Debby and I are in sunny Florida (Fort Myers Beach) for the next week or so. Before leaving for the South we just got back from a January 20 NYC reading of our full-length Detroit play, Small Slam. We stayed at Debby’s brother Lee’s place (he’s off in LA editing a movie for HBO) and had a great time. The reading—at Workshop Theater—went very well. People said the kind of things about the play one could only wish for, and the company wants to move it on toward production. We spoke with Le Wilhelm the artistic director at Love Creek Productions, who has done a lot of our stuff there, and he wants to do both Out in the 45 (our play about the Jacobite rebellion) and another Brel revue (he did one back in 1995). We also spoke with attorney Bob Perlstein, who used to represent Mme. Brel but now represents me, and he had good advice about approaching the Brels again; he also asked to see several of our other pieces with a view to pushing them here and there.
When we got back from NYC we learned that our one-act, Banana War, is a semifinalist in the Tennessee Williams competition and that the Attic Theatre Center (LA), which has produced our one-act But If It Rage (remember the car plays?) a couple of times, wants to sell copies of and license the play for production through its online store. This also caused Greg Siers at IntroSpec Films to reemerge with plans to film Rage.
I just got a copy of the cover design (attached) for my Robert Burns novel, The Witching Voice, and it looks very good. The 250th anniversary of Burns’s birth is coming up on January 25, 2009, which will be the official pub date. The publisher—Wings Press—is very enthusiastic and plans to include illustrations in the form of period engravings to dress up the book. I’m really happy with the design, and the distributor for Wings is really good, international, and very active. The New Vic, where the play version of The Witching Voice was premiered 1n 1973, is thinking about a production for the 250th anniversary. We’re also sending copies of the WV play around the country and to Britain, hoping to capitalize on the anniversary and the novel, as well as on my ability to perform Burns’s songs and poems.
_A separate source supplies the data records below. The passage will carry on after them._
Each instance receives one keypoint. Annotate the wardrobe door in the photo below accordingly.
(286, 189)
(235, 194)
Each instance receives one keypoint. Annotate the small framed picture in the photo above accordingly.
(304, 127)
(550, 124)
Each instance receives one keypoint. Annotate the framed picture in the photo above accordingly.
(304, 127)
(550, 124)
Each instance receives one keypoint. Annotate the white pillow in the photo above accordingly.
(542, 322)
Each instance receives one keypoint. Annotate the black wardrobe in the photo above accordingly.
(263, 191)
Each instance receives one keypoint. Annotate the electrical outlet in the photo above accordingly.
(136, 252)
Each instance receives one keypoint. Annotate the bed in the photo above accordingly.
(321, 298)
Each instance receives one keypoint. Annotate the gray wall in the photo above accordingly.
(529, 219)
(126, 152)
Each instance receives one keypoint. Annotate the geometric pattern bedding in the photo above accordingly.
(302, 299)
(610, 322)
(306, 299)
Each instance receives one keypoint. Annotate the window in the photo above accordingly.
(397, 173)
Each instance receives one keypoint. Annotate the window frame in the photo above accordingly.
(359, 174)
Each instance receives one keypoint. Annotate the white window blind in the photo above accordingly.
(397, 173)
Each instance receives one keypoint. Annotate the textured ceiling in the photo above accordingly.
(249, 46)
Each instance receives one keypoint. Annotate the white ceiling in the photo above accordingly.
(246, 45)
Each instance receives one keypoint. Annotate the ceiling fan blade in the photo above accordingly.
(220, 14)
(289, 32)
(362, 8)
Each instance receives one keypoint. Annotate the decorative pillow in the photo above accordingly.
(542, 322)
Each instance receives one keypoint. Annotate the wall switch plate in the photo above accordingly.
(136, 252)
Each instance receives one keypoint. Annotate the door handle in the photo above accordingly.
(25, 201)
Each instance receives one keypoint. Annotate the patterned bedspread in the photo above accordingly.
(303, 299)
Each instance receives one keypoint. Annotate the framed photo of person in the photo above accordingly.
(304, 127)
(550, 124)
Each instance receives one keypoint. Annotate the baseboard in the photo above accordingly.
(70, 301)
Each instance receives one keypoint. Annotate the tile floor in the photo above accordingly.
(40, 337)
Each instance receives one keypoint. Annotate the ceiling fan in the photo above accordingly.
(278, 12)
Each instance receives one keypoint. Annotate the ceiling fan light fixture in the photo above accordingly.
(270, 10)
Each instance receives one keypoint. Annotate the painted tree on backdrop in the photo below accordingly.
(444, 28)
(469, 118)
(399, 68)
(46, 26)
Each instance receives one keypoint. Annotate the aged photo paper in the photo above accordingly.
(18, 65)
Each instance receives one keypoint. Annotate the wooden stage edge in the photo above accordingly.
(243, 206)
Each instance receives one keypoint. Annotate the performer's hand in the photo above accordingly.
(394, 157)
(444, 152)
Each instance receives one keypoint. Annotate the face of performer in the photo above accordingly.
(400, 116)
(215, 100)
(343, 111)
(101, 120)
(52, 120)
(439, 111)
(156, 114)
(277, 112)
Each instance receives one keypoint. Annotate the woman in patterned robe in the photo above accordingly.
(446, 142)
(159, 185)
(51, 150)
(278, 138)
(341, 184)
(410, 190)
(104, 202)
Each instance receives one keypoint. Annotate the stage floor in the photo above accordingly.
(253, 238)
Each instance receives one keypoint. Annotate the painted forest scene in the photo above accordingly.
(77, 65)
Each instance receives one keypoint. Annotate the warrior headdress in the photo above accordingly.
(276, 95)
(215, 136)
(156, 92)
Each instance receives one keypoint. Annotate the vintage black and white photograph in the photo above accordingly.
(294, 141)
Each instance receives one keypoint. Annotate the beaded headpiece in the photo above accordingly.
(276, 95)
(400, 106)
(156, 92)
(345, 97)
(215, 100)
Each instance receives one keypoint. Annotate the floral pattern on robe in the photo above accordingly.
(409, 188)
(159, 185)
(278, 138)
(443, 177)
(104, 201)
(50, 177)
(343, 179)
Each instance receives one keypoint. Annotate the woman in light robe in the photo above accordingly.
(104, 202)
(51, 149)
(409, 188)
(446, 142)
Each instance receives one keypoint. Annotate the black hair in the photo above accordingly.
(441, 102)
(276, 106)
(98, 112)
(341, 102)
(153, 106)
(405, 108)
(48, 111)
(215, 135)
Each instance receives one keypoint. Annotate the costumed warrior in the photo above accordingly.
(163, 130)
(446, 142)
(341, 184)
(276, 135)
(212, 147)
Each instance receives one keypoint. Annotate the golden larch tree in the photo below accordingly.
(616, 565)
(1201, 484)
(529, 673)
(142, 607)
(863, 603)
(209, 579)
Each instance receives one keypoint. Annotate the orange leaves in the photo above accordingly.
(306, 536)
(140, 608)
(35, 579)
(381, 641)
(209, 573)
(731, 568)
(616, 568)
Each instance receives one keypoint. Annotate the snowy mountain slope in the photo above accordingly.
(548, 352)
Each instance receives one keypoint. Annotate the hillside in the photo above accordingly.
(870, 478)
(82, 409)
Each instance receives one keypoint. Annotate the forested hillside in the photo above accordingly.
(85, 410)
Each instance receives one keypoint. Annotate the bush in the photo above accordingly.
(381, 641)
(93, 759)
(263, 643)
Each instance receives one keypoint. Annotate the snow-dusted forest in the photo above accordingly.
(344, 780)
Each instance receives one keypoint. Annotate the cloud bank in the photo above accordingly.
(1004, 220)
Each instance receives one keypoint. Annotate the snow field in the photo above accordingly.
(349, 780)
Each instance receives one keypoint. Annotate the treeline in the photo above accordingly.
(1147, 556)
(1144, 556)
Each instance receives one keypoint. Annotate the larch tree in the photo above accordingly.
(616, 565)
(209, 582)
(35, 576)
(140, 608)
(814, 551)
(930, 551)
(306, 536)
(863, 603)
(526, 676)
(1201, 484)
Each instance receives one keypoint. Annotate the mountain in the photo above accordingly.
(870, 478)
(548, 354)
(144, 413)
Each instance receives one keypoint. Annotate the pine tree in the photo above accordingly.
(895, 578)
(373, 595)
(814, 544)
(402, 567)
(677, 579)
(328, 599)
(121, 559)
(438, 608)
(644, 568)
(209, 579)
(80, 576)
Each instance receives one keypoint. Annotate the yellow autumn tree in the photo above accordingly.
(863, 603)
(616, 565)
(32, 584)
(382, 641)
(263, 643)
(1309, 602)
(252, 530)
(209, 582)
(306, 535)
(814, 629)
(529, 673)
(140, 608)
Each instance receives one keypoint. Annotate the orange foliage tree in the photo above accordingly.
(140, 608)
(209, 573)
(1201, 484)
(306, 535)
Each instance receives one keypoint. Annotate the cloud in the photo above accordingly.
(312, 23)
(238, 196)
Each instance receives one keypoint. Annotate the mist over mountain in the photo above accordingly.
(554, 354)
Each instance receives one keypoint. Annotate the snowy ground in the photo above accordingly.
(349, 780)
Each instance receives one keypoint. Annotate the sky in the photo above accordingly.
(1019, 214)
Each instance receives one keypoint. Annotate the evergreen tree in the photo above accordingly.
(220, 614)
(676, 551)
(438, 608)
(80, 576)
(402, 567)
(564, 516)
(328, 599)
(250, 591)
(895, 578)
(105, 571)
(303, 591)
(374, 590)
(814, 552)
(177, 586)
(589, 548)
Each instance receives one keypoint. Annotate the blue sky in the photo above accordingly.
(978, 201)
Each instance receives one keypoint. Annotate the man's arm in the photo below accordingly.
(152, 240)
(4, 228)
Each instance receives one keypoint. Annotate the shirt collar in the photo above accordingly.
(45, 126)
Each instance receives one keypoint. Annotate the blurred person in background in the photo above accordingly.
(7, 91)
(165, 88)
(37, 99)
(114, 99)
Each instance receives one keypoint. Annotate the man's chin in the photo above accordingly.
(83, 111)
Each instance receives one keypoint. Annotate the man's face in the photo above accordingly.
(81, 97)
I’ve been getting lots of emails about my Jacques Brel translations (and orders for my CD) thanks to the Wikipedia entry on Brel that identifies me as the best translator of his work. Meanwhile, the Whole Art Theatre is thinking about a Brel revue, and Theo Ubique, the company in Chicago that ran my Brel revue to raves for six months, is definitely planning a new Brel revue for this coming June at the newly-enlarged No Exit Cafe. The new Play N Well Players (in Plainwell-Otsego) will produce our one-act Love Is Strange as part of an upcoming one-act festival. All in all, it’s been an interesting few weeks. We’re hoping to get a radio adaptation of Hansel and Gretel (for All Ears Theatre) substantially written while we’re in Florida—we’ll see!